“Give sorrow words; the grief that does not speak knits up the o-er wrought heart and bids it break.” ― William Shakespeare, Macbeth
My mother passed away on June 19 after a shockingly short battle with Alzheimer’s. I started noticing memory problems maybe 12 months ago? But they were minor. A few stories told more than once during a weekend. Then decline on fast forward. And here we are.
There have been a lot of traumatic things about the last six years. If you’ve been following along, I think I am living in traumatic. Surprise! Your daughter has Down syndrome. Surprise! You’re getting a divorce. Surprise! Your mom is dying.
But the most traumatic thing was writing my mom’s obituary.

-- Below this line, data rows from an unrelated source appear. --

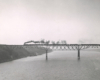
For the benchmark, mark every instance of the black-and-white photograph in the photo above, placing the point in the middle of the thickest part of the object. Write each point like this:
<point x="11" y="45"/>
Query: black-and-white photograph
<point x="49" y="39"/>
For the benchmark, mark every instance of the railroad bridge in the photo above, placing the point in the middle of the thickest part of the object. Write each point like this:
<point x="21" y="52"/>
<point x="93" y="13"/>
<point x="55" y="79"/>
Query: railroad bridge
<point x="77" y="47"/>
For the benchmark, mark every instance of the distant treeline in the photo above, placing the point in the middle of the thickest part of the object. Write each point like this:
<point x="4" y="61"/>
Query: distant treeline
<point x="12" y="52"/>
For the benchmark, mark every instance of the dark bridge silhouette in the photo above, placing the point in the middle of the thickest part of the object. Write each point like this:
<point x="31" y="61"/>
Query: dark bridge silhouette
<point x="77" y="47"/>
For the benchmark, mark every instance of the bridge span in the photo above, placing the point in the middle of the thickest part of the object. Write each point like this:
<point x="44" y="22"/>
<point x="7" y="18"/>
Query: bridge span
<point x="77" y="47"/>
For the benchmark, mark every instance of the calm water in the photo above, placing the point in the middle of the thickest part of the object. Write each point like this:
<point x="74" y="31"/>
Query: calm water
<point x="61" y="65"/>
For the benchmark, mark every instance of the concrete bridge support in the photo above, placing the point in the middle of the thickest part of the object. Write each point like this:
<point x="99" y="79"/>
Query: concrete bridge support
<point x="78" y="53"/>
<point x="46" y="54"/>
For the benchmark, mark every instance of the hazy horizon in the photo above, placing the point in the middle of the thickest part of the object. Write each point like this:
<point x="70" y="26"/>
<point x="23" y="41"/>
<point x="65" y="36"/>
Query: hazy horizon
<point x="71" y="20"/>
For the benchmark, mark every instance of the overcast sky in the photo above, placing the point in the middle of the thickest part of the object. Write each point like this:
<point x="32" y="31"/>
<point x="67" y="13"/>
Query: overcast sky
<point x="71" y="20"/>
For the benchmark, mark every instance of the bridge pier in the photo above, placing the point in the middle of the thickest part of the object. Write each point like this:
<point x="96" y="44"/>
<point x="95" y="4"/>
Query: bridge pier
<point x="46" y="54"/>
<point x="78" y="53"/>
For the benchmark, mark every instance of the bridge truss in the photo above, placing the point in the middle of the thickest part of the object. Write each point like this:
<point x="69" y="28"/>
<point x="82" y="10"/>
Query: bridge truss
<point x="77" y="47"/>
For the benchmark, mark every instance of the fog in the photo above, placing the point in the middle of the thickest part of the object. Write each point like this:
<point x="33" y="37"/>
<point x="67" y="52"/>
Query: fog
<point x="71" y="20"/>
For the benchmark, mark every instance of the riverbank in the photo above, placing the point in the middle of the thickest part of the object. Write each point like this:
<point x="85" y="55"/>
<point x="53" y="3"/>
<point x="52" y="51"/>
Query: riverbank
<point x="12" y="52"/>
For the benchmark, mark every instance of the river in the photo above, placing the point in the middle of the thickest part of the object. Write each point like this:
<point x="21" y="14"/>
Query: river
<point x="61" y="65"/>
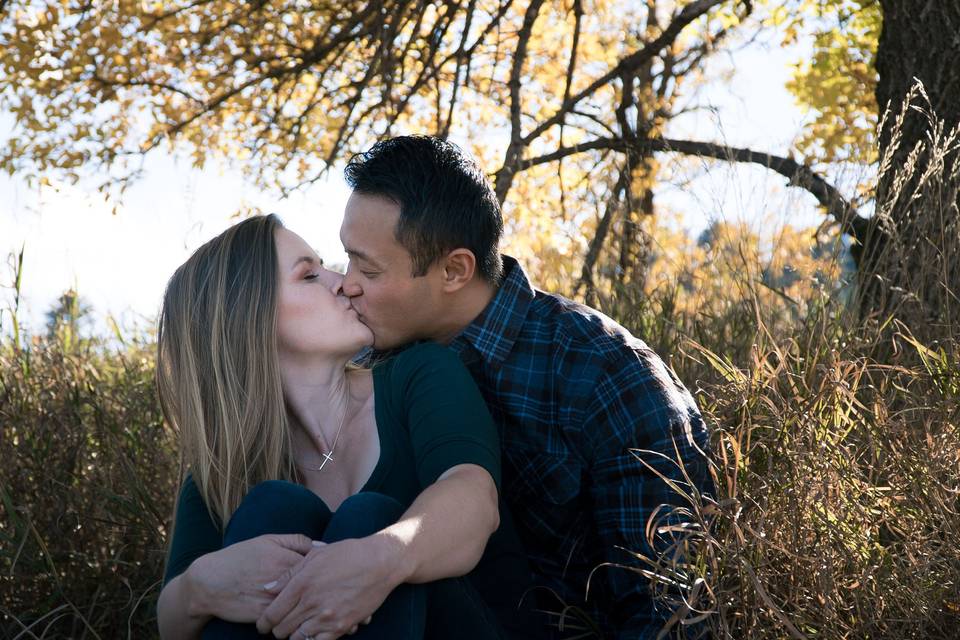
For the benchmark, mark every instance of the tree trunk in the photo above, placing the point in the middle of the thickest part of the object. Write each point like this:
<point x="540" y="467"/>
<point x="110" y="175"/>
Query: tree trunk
<point x="908" y="260"/>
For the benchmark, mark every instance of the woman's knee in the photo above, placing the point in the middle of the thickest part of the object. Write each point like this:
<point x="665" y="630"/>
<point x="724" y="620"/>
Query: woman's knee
<point x="363" y="514"/>
<point x="277" y="506"/>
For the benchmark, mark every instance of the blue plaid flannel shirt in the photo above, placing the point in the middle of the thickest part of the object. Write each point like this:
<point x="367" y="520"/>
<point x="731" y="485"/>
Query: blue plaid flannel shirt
<point x="572" y="392"/>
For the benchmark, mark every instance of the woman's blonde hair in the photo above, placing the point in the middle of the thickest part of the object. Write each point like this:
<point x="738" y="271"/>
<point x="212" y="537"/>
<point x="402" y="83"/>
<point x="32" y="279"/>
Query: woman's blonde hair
<point x="218" y="371"/>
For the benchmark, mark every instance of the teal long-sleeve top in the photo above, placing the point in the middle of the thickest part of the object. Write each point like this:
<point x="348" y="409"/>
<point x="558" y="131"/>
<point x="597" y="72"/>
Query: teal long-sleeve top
<point x="430" y="417"/>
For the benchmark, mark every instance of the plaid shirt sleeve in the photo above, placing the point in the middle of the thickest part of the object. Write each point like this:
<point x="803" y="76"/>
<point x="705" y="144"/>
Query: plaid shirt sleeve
<point x="638" y="404"/>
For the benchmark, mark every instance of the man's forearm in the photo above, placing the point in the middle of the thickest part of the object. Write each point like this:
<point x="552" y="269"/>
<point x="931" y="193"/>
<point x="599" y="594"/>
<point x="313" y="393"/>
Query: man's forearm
<point x="177" y="616"/>
<point x="445" y="530"/>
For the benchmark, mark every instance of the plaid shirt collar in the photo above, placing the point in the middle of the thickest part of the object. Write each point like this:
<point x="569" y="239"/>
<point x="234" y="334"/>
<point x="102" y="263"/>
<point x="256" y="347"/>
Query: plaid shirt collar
<point x="493" y="333"/>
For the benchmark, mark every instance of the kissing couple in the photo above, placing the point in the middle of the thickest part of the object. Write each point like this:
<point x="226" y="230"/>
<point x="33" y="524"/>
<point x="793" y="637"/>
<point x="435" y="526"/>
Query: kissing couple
<point x="425" y="446"/>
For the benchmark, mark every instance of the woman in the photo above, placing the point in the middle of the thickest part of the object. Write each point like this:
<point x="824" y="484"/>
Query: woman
<point x="295" y="461"/>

I’m the writer, right? Heck, I write and edit bios for a living. It should have been easy.
And then I boiled her life down to four paragraphs. Four. Her entire life.
Because how do you describe someone who shaped your entire existence? Who sometimes when you don’t expect it, you find yourself mimicking. The person who comforted you and loved you unconditionally. How do you describe that person? The person who saw me at my worst and most vulnerable and endured my hurt and anger at times and still kept coming back.
Who kept telling me I was still loveable even when I didn’t believe it.
Four paragraphs? I could write a novel about her. A novel about being content with who you are and where you are. About blooming where you’re planted. About being happy to sit with a book and not feel constant dissatisfaction. About finding your passion in a classroom surrounded by 6 year olds.
About loving your people.
I hated having to do it. To take a life and remove the nuances and happiness and even the broken parts, and replace them with college graduations and careers.
And I thought about my own obituary. When someone has to write it, will they boil it down to my “accomplishments?” And what will those be? I graduated from college?
Because what I want it to say is that I made mistakes. So many mistakes, but I learned from them. That my children taught me that imperfect beats perfect every time. That I survived a broken, shattered heart. That maybe after that broken heart, I was able to forgive.
That even a broken life is a life well lived.
My dad, the kids, and I are moving forward as best we can, caring for each other and remembering the good parts and the broken parts too. Until we meet again.